Current trends in advertising
Obviously all these shifting trends increase the demand for a variety of dynamic innovations in the advertising sphere. According to the report, publishers should focus on collecting data about consumption behaviour/habits and then address consumers’ needs accordingly.
One of the trends is via programmatic buying, which is both a great opportunity and a challenge for publishers. The system of programmatic buying is challenging due to the fact that ads are being treated as commodities by automatic exchanges, which drives down CPM (cost per thousand) prices. These advertisements serve a huge numbers of websites, usually regardless of the quality of the sites’ content or target audience. These conditions cause the value of publishers’ advertising inventories to decrease.
Nevertheless, publishers should take advantage of the possibility to create high-value ad networks through programmatic buying. By doing this, the networks gain higher value and become more popular than if they would appear exclusively on publishers’ sites. For instance in March 2015 Guardian, CNN International, Reuters, the Economist and the Financial Times established Pangaea Alliance; an advertising network allowing to buy campaigns across 110 million media users of the five upscale media brands. Pangea Alliance usesRubicon Project platform for its advertising inventory. Another example of advertising networks in Europe can be La Place Media in France or Dansk Udgivernetvaek in Denmark.
Native advertising is a lucrative new revenue system that enables a number of possibilities and can drive high engagement with users. It probably will play an important role in engagement with mobile platforms and the potential to gather data from readers. However, there has been criticism regarding the transparency of native advertising: in order to prevent possible dissatisfaction from consumers, publishers are trying to make ads recognisable but still blend with editorial content. This can leave a reader feeling betrayed, especially if they didn’t notice the content they were reading was sponsored right away.
Another challenge is the need for an adequate strategy. This goes hand-in-hand with needing a skilled labour force. So far there has not been a set of rules for these strategies as everything is being developed during current processes andeach publisher develops its own strategy. Therefore metrics and performance indicators are largely unknown. Thus content developers, usually sales and team members, of native advertisement have to be well trained and have appropriate set of skills.
For more information about native advertising and consumers’ attitude, please read our previous blog post: Native advertising: finding the right balance.

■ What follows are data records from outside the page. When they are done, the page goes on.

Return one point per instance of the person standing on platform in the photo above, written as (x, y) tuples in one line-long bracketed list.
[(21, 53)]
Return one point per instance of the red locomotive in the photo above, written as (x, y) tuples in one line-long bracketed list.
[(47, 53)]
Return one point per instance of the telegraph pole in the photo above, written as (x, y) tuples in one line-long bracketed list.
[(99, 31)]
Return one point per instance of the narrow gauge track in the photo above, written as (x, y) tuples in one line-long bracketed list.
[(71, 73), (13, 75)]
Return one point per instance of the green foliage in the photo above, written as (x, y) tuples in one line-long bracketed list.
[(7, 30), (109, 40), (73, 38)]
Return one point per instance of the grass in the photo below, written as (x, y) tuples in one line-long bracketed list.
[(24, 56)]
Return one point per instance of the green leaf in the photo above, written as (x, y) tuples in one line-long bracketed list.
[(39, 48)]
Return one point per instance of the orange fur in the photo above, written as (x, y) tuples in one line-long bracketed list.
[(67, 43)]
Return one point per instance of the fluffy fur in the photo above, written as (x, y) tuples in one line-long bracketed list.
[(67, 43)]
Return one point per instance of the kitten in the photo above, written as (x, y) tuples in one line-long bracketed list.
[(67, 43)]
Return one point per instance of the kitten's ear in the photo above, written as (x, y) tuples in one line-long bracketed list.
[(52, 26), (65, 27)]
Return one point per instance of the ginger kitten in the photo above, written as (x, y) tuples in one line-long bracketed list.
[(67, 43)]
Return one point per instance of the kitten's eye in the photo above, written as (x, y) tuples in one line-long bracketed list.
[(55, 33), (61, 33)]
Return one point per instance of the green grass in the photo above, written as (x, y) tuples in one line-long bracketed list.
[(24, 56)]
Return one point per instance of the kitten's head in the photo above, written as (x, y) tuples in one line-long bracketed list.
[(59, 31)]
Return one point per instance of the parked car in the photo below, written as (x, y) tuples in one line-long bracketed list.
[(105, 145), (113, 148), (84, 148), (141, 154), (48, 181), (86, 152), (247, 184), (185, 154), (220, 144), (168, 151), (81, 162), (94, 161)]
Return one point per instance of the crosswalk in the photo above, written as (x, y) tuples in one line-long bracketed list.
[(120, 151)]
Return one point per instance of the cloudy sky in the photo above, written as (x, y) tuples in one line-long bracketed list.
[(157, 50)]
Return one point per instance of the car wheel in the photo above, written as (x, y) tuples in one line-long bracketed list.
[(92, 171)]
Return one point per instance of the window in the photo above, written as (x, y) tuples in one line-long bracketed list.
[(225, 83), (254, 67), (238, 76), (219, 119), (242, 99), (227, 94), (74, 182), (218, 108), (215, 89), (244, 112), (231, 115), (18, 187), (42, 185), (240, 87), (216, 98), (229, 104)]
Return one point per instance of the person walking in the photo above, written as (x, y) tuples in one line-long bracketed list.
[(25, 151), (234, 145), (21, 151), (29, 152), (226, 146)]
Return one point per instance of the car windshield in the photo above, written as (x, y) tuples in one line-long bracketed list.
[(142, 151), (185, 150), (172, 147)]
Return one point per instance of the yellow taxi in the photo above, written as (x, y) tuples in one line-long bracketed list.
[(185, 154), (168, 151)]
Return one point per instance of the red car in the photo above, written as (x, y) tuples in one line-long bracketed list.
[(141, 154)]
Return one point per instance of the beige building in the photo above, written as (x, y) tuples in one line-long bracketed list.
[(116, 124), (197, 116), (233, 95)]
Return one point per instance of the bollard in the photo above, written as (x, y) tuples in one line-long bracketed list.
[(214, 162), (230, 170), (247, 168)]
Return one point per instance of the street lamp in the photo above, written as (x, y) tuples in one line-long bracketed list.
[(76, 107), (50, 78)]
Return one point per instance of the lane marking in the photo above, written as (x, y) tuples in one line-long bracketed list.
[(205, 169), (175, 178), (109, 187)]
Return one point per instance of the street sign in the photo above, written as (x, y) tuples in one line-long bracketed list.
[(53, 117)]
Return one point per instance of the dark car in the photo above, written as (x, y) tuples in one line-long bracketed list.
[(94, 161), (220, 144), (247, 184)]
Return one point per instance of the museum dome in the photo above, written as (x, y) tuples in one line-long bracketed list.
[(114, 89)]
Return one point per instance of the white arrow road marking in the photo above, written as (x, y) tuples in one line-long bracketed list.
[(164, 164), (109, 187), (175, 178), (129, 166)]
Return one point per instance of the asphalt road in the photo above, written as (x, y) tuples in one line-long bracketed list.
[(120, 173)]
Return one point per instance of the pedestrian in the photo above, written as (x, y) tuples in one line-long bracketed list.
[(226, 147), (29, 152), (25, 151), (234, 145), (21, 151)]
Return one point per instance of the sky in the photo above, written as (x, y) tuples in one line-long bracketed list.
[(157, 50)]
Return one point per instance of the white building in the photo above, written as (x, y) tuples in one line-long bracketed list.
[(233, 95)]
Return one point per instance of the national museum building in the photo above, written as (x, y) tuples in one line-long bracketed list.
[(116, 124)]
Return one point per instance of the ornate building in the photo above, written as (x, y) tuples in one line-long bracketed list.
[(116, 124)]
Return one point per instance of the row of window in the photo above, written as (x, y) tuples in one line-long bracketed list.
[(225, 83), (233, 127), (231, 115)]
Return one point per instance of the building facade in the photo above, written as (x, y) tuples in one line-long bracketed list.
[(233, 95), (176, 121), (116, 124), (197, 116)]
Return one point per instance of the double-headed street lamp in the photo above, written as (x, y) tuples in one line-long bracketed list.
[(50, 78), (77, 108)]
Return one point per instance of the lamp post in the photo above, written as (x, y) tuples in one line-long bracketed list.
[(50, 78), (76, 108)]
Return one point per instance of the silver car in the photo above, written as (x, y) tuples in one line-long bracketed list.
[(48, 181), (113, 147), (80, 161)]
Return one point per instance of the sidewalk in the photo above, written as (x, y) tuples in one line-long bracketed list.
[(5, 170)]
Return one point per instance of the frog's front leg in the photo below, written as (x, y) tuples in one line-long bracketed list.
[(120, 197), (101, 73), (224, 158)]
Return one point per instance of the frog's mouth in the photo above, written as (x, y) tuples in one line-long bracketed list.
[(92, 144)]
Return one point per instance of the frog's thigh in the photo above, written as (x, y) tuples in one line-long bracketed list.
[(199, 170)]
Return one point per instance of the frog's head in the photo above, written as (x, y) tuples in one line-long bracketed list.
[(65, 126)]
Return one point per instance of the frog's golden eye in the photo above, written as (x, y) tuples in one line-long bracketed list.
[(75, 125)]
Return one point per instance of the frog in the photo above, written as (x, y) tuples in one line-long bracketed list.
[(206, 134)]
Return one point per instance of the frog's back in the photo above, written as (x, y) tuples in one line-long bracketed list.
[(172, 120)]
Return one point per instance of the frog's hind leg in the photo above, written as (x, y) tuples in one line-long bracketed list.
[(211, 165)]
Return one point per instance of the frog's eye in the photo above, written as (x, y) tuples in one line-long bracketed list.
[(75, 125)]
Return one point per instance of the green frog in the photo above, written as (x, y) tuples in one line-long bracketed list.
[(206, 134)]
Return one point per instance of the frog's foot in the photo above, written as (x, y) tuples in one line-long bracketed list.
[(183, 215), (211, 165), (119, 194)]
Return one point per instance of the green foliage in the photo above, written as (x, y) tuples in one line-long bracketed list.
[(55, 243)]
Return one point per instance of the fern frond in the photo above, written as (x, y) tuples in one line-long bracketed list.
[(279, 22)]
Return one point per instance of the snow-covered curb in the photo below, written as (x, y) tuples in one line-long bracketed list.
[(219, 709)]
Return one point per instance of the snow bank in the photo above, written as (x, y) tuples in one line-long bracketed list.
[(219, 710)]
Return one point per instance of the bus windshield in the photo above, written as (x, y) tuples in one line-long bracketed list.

Based on information coming out from FIPP Global Digital Revenue Trends 2015, we can notice that some dynamic shifts in advertising are emerging. Adspend into internet keeps on rising and will surpass the first position of television adspend in some countries in the near future. Also we can see that branding companies are shifting their attention from laptop to mobile advertising. Obviously all new trends pose challenges for publishers, who then need to adapt to these changing dynamics.